Saturday, 3 March 2012

Some thoughts so far.......

Having been here for 5 months now, I feel that I am able to draw together something of a coherent idea about some of the difficulties here in Ethiopia. I am of the view that many of the problems experienced here stem from a lack of cognitive development in childhood. What I am arguing is that important aspects of brain functioning need to be developed in early childhood, and presumably in the West, this happens through the massive stimulation that children get. In the UK and other western countries, new born babies are provided with colourful and tuneful mobiles and surrounded by people who chat away and make funny faces and sounds in an attempt to get some reaction from their otherwise non-responsive offspring. From just a few months old, the baby will be sat in a bouncing chair with toys strung across, which when bashed produce an entire range of sounds. The cooing infant will also be bathed in warm, bubbly water, which is also likely to have the odd rubber duck floating around. As the baby gets older, there are further bouncing apparatus that allow them to test out their legs before they can walk and clumpy walking frames that create havoc in even the largest of living rooms. The toys continue to stimulate cognitive development by teaching the child how adults cherish them getting the correct wooden shapes in the holes, matching up the right colours, and even being able to make the correct sounds to various farmyard animals. My point is that these babies are constantly stimulated with exercises that develop the problem-solving part of the brain.
Contrast this to Ethiopian babies who have no colourful, musical toys, and since the women are busy carrying water, wood and cooking, they don’t have time to coo and cluck over their new born. So the baby is placed inside the dark, often windowless, one or two-roomed house whilst the rest of the family work in the fields or look after the household needs. She or he rapidly gets used to this under stimulated lifestyle and throws out little objection to this isolation, only crying out when s/he needs food. Once the baby can sit up unaided, s/he is placed outside of the house where s/he watches the world go by. As you drive around the Ethiopian countryside you will see many small children sitting, often alone, outside the houses. They seem to sit for hours ‘playing’ in the earth. So even at this young tender age, they lack any impetus to object to their isolated existence. They are accepting of it, presumably as they know of nothing else.

So the western 2 or 3-year old may be a complete handful and I’m sure that everyone can cite times when their toddler throwing a tantrum in the local supermarket was a source of enormous embarrassment.
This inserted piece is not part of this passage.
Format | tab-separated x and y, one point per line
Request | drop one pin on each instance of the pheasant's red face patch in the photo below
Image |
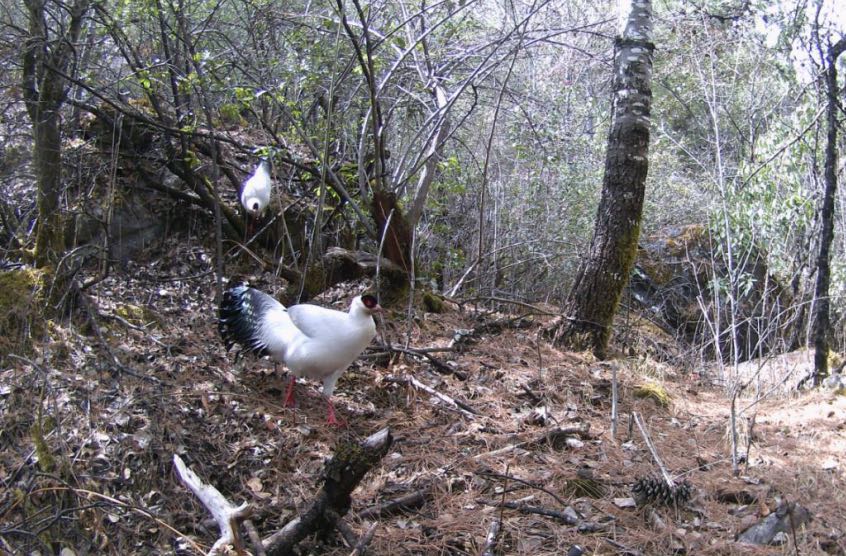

But at least this child had the drive to object to something. At least this child knew that there was something better on offer. At least this child had the cognitive ability to work out that screaming and shouting got at least some response – even if it wasn’t the response they wanted. The Ethiopian 2 or 3-year old is much more passive. Yes, they cry but this is largely because they are hungry or they have fallen and hurt themselves. They may even cry out if they see something that they want, but on the whole, there is little for them to yearn for.

By the time the western child reaches 4-5 years, s/he is shipped off to school to face yet more challenges, developing further and more complex problem solving skills. Their critical thinking skills may even be aroused, although this tends to come a bit later in life. What is important is that these children, and later these adults are constantly facing problems that they are stimulated to solve. It’s an integral part of our education system and something that we largely take for granted.

In Ethiopia, due to a lack of schools, children go to school for either the morning or the afternoon. They are taught to remember as many facts as can be packed into the limited time they have at school. The emphasis, however, is on ‘more knowledge is better’ rather than ‘deeper understanding is better’. So it is little wonder that the nurses’ response to ‘why has the baby not been fed?’ is a nonchalant shrug and ‘no milk’. I think that they simply don’t think about finding a solution. Their cognitive ability does not provoke a problem solving response and instead, they adopt the only response they know; to shrug and accept the situation. So what I’m suggesting is that you need to develop the brain at an early age and if you don’t do this, vital aspects of cognition remain embryonic through to adulthood. I am unsure as to whether these parts of the brain can be developed later on in life or whether they need to be stimulated in early childhood. If the latter is true, there is little hope for the Ethiopians here today, although a radical change in child care and education could rescue future generations.

This is just my take on things and clearly there will be exceptions to what I have described. Some children are stimulated and some adults do have the ability to think critically. The scene that I have described above, however, reflects a large proportion of the population that I have observed.